Penso che molta gente mi stesse osservando, perché non mi sono allontanato, non mi sono messo a cercare gli altri e non mi sono diretto verso l’uscita. Sono stato lì, fermo come un idiota. Paralisi è il termine tecnico.
L’errore in tutta la sera, l’unico errore che ho commesso, è stato quello. Restare lì quei due minuti, non filarmela alla svelta.
Non è stato ignorare il sonno e la stanchezza, bere come pochi, fumare erba fino a non capire più niente, e uscire portandomi dietro un coltello. No. Quelle sono cose che qui faccio regolarmente. Sono la routine. L’errore è stato non filarmela subito. Non dire al Mandriano che avevo fatto una cazzata. Non cercare Lo Sfregiato per darmi man forte. O magari un taxi.

E’ ricomparsa.
Era stata al bagno, vicino all’uscita. Forse a sciacquarsi quella merda di dosso, o a parlare con qualcuno.
Già, a ripensarci deve proprio essere andata a parlare a qualcuno, a cercarlo. E’ tornata. Non sola.
Il tizio con lei era un orango vestito a festa.

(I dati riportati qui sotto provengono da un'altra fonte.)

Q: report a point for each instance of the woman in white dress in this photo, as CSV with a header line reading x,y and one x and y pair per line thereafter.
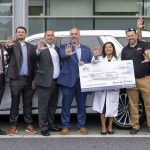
x,y
106,101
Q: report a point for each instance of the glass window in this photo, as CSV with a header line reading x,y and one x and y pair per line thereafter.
x,y
5,7
115,23
68,23
110,7
5,28
36,26
36,7
69,7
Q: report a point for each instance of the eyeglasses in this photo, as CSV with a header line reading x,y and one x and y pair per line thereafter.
x,y
130,29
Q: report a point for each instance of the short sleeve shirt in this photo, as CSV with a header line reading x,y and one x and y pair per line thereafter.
x,y
136,54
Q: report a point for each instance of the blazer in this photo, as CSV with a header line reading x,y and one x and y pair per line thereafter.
x,y
16,58
44,73
69,72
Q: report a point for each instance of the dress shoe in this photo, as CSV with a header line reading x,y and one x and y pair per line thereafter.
x,y
134,131
12,130
31,129
65,131
103,133
55,129
45,133
111,132
2,132
84,131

Di quelli che girano per i villaggi, tra le galline e le baracche in legno e lamiera, a fare i fighi con le scarpe a punta, il vestito colorato cucito dal sarto, il bastone, il cappello da cowboy, e l’orologio, gli anelli e le collane color oro. Una Toyota parcheggiata chissà dove.

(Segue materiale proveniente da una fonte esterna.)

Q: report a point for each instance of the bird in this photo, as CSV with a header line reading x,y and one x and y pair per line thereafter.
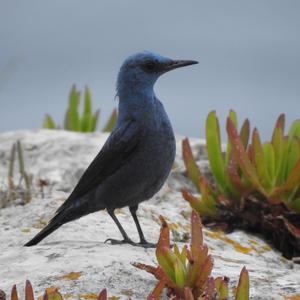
x,y
137,157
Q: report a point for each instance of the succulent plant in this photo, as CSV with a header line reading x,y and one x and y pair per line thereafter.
x,y
50,293
186,273
87,122
257,185
22,189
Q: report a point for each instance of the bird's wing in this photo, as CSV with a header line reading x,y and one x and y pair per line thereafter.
x,y
118,148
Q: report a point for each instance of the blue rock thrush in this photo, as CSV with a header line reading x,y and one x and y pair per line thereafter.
x,y
137,157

Un po’ ridicolo, sì, ma grosso. Categoria Pesi Medi.
Venivano verso di me, e lei mi indicava con occhi furiosi.
Mi indicava con occhi furiosi e gli parlava. Avanzavano come Bonnie e Clyde.
Lui mi fissava con lo sguardo algido di chi è cresciuto per le strade del Bronx. O di Harlem. O di qualche altro posto di merda in Africa. Un duro. Come nei film. Mac Facciadiculo. Ad ogni passo si avvicinavano, si facevano sempre più grandi. Erano piazzati giusto tra me e l’uscita, e mi bloccavano l’unica possibile via di fuga. A meno che non volessi lanciarmi giù dalla finestra, dal quarto piano.
Ma a quello non ci ho pensato proprio. Sono qui in Africa da un anno e mezzo, e sono un duro. Un cazzutissimo figlio di puttana. Giovane, ma super corazzato.
La gente li faceva passare, faceva largo, ed infine mi sono arrivati davanti, vicino al bancone.
Io avevo già la mano in tasca. Avevo intuito che il mio piano di tornare a casa al più presto avrebbe subito una variazione. Un cambio di programma.
Mi si è piazzato davanti e come prima e come prima cosa si è tracannato un lungo sorso dalla sua bottiglia di birra. Una Star da 66. Forse per farsi coraggio.
Non ho potuto fare a meno di notare che  mancava di un incisivo sull’arcata superiore e che sul volto aveva i tagli tipici degli yoruba di Lagos. Gente pericolosa. La ragazza urlava rivolgendosi a me. Isterica dura. Io non la ascoltavo nemmeno. Mi stavo concentrando. A lui basta un pugno per ammazzarti.
Si è rivolto a me chiamandomi “Bature”, che vuol dire uomo bianco, e mi ha chiesto per quale cazzo di motivo avevo maltrattato la sua sorella. Qui sono un po’ tutti fratelli e sorelle. Societé tribale.
Era minaccioso ed ostile, visibilmente incazzato. Mi ha chiamato “fucking man”. Altro segno di pericolo.
Io ho cercato di spiegargli che sua sorella si era accordata con il barista per farmi pagare anche il suo conto, senza interpellarmi e senza il mio consenso.
Non mi aspettavo che mi stesse ad ascoltare o che volesse capire quel che gli dicevo.
Lei continuava ad urlare come un’arpia.
Con la conversazione non saremmo arrivati da nessuna parte. I presupposti mancavano del tutto. Mi sentivo demotivato.
Scazzato, ho mandato a fanculo entrambi. “Waka” è il termine che si usa qui. Il gergo indigeno.
Silenzio.
Tensione.
Rabbia.
Poi un casino pazzesco. Come un boato, un’esplosione.

Le urla si sovrapponevano a quella musica di merda.